Braised hairtail is tender, salty and sweet. The fish is delicate, fresh and tender. It tastes salty and sweet. The hairtail meat is tender, fat and delicious. Except for the big bone in the middle and the bone on the back, the fish has no fine bones. It is very suitable for children and those who are afraid of fish bones-
Step1:Prepare all materials, clean the hairtail, drain the water and cut into sections for standby.
Step2:Marinate the hairtail with cooking wine, onion and ginger for half an hour.
Step3:The pickled hairtail is dried with kitchen paper. Fry the hairtail in a non stick pan until golden on both sides. Take out the spare.
Step4:There is a little oil left in the pot. Stir the ginger, onion, pepper, dried garlic and red pepper with a small fire to make the flavor, and then add the fried hairtail. Add soy sauce, salt, sugar and vinegar according to your taste, and then add boiled water without hairtail. Heat for about 10 minutes. Add some green and red peppers a minute before cooking.
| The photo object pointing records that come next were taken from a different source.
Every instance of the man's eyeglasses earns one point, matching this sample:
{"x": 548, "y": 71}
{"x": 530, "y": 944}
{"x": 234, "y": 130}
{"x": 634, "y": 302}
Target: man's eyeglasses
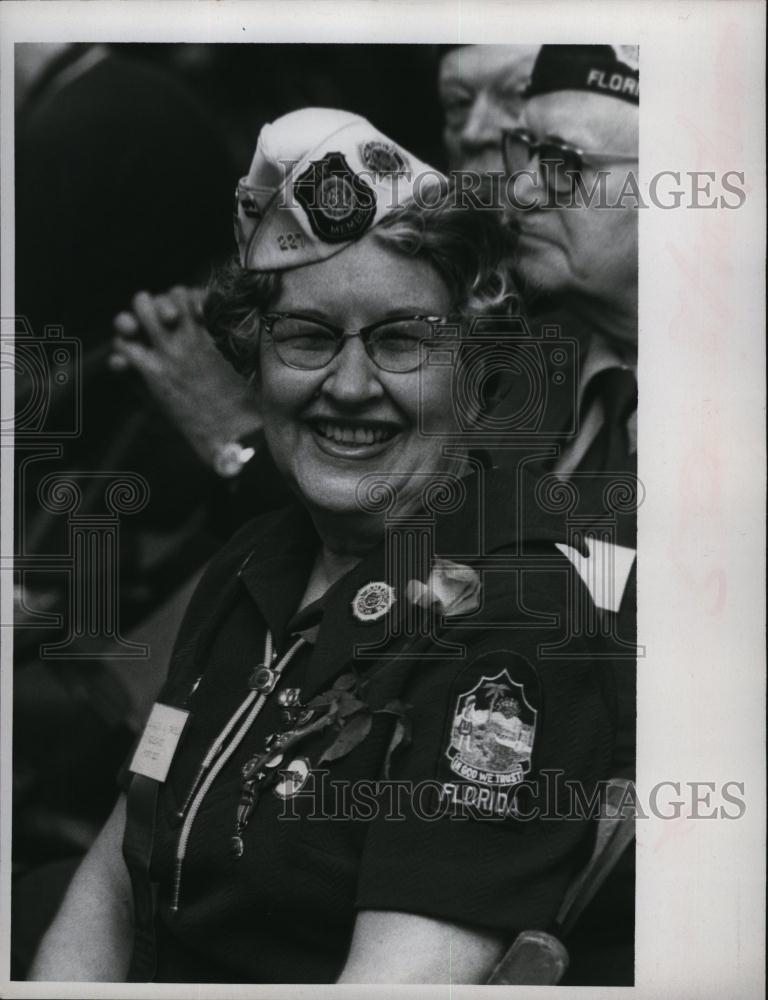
{"x": 561, "y": 162}
{"x": 394, "y": 345}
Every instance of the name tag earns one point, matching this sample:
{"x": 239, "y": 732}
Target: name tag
{"x": 159, "y": 741}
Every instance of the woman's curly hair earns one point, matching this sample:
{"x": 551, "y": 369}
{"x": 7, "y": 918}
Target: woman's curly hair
{"x": 471, "y": 248}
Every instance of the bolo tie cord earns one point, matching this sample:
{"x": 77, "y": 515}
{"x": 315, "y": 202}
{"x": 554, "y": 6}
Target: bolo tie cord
{"x": 218, "y": 755}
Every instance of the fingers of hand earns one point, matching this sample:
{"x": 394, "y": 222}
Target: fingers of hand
{"x": 134, "y": 354}
{"x": 157, "y": 314}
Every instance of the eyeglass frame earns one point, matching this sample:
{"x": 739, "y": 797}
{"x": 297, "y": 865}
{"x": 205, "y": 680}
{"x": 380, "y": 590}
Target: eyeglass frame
{"x": 587, "y": 158}
{"x": 267, "y": 321}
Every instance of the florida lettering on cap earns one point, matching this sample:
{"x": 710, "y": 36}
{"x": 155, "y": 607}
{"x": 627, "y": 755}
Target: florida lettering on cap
{"x": 611, "y": 70}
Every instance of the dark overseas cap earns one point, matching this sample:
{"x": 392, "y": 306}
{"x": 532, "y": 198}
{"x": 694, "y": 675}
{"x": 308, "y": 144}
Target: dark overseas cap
{"x": 610, "y": 70}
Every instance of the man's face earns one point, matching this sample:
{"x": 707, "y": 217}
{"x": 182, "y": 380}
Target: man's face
{"x": 584, "y": 249}
{"x": 481, "y": 90}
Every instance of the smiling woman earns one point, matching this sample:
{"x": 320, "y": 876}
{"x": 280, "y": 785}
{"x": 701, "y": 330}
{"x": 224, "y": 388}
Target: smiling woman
{"x": 339, "y": 782}
{"x": 351, "y": 384}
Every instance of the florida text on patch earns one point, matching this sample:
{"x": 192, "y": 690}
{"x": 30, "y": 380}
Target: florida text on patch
{"x": 492, "y": 733}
Step5:Dish and sprinkle with scallion or sprinkle with cilantro. Delicious.
Step6:I can't help but eat two bowls of rice for braised hairtail with all colors and flavors.
Cooking tips:。 The best way to fry hairtail is to use a non stick pot. You can also beat some starch in the hairtail section and fry it. Fry until set and then turn over. 2. The black film of abdomen should be removed, otherwise it will be very fishy. There are skills in making delicious dishes.